Quelle importance ces nominations ont-elles pour vous ?

Elles signifient la reconnaissance d’un public populaire et littéraire Que je ne remporte aucun prix ne change rien : cette reconnaissance existe. Jusqu’ici, j’étais plutôt un écrivain confidentiel, avec peu de lectorat.

Vous enseignez dans des classes de première. Peut-on supposer que le Goncourt de lycéens représente plus pour vous ?

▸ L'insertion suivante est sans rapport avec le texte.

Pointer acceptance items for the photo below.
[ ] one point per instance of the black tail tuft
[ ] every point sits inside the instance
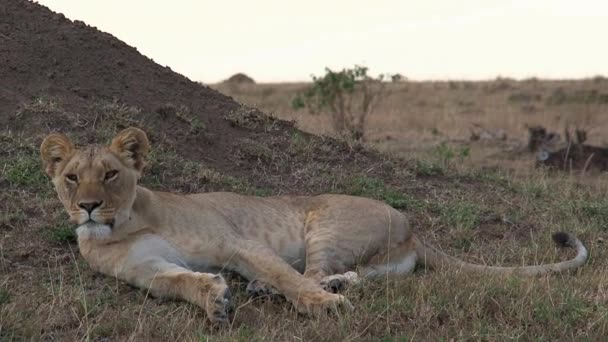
(563, 239)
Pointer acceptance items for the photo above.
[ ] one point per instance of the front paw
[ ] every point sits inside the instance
(321, 302)
(339, 282)
(219, 302)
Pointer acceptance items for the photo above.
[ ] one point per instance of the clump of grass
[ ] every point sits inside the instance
(62, 233)
(446, 154)
(375, 188)
(251, 118)
(5, 296)
(462, 216)
(427, 169)
(183, 113)
(43, 104)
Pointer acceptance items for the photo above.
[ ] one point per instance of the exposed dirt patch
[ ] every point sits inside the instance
(65, 76)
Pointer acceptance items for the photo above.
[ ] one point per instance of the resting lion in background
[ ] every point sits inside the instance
(173, 245)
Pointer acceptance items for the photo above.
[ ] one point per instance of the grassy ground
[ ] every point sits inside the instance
(486, 212)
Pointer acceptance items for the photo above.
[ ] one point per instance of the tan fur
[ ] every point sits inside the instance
(173, 245)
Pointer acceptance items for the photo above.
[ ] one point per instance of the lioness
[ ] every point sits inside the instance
(173, 244)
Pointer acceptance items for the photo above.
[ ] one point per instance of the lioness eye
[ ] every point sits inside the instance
(111, 174)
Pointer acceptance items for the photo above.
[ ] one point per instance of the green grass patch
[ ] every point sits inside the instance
(371, 187)
(461, 215)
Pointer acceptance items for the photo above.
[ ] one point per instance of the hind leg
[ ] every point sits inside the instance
(399, 260)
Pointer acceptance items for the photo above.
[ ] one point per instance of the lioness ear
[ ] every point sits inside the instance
(131, 145)
(54, 150)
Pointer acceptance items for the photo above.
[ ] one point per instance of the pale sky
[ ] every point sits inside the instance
(282, 40)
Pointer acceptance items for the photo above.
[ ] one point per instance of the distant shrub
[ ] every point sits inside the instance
(586, 96)
(524, 97)
(350, 95)
(240, 78)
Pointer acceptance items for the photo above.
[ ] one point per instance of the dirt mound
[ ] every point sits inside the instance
(63, 75)
(240, 78)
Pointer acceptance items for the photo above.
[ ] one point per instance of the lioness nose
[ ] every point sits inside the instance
(89, 206)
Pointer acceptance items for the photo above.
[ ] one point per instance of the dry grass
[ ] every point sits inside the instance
(486, 215)
(418, 116)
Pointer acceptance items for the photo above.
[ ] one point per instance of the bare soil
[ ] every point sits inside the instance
(62, 76)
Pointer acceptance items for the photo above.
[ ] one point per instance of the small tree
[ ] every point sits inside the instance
(350, 96)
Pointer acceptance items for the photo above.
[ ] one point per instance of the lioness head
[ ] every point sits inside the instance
(96, 184)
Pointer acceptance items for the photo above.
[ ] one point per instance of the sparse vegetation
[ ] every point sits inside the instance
(489, 206)
(350, 95)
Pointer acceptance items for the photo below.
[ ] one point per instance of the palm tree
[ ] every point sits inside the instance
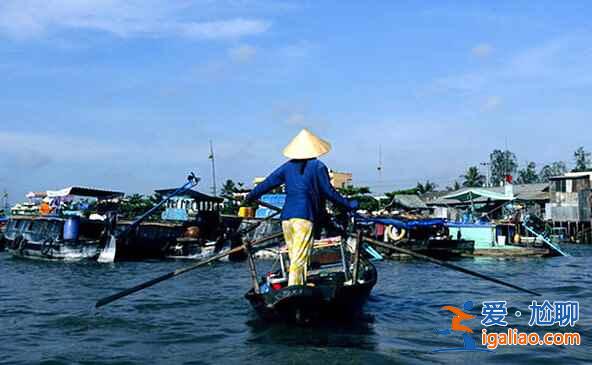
(428, 187)
(473, 178)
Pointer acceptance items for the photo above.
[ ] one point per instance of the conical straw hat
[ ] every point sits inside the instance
(306, 145)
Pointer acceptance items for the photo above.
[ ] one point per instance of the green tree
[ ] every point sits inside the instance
(425, 188)
(528, 175)
(362, 195)
(502, 163)
(472, 178)
(135, 205)
(557, 168)
(582, 158)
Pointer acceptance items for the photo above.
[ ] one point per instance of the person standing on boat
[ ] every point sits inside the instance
(307, 185)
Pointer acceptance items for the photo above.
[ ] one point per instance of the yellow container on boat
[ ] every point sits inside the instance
(246, 212)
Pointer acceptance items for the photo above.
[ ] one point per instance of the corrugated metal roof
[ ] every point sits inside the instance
(539, 192)
(193, 194)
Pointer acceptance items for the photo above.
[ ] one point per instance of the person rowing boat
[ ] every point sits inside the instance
(307, 186)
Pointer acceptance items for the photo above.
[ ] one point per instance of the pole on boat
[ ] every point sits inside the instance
(358, 245)
(448, 265)
(256, 245)
(108, 253)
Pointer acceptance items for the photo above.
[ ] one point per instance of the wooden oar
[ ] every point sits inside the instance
(259, 202)
(448, 265)
(254, 246)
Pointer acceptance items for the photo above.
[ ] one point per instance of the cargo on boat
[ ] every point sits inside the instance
(63, 228)
(338, 283)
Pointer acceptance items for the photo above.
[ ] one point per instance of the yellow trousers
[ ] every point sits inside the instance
(298, 234)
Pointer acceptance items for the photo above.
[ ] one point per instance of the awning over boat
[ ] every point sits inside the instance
(474, 193)
(82, 191)
(196, 195)
(404, 223)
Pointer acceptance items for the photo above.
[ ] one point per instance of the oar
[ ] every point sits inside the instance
(448, 265)
(259, 202)
(255, 245)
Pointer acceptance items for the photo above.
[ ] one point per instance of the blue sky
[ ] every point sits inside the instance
(126, 94)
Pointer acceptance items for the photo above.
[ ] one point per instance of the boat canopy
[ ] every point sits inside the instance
(404, 223)
(82, 191)
(196, 195)
(474, 193)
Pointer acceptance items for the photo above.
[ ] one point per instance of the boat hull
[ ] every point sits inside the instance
(57, 251)
(303, 304)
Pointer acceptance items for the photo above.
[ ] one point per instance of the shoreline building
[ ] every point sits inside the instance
(570, 205)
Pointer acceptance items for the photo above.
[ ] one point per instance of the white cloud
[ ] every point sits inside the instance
(482, 50)
(242, 53)
(24, 19)
(492, 103)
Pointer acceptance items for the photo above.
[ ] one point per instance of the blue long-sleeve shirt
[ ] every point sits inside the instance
(306, 190)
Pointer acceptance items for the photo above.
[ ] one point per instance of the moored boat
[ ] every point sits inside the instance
(53, 238)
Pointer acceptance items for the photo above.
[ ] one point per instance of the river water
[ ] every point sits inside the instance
(47, 315)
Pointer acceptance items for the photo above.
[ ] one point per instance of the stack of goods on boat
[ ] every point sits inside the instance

Oui et non. Cela dit, je connais bien ce prix mais je ne crois pas que ce soit le meilleur public pour mon livre. J’ai rencontré quelques-uns de ces adolescents et je vois bien que mon roman comporte une somme d’expériences pour lesquelles ils n’ont pas forcément la maturité. Outre l’enfance et l’adolescence de la narratrice, ils sont souvent déconcertés face au reste de l’histoire.

Vos quatre précédents romans composaient une tétralogie. Dans ces bras-là s’inscrit-il dans un nouveau cycle romanesque ?

Je ne sais pas, c’est autre chose. Dans ces bras-là est plus biographique, c’est une autre étape. Si c’est le début d’un cycle, il a commencé avec Philippe, que j’ai écrit en 1995, et qui racontait la mort de mon petit garçon. Évidemment, la question du  » je  » est de plus en plus présente dans mon œuvre.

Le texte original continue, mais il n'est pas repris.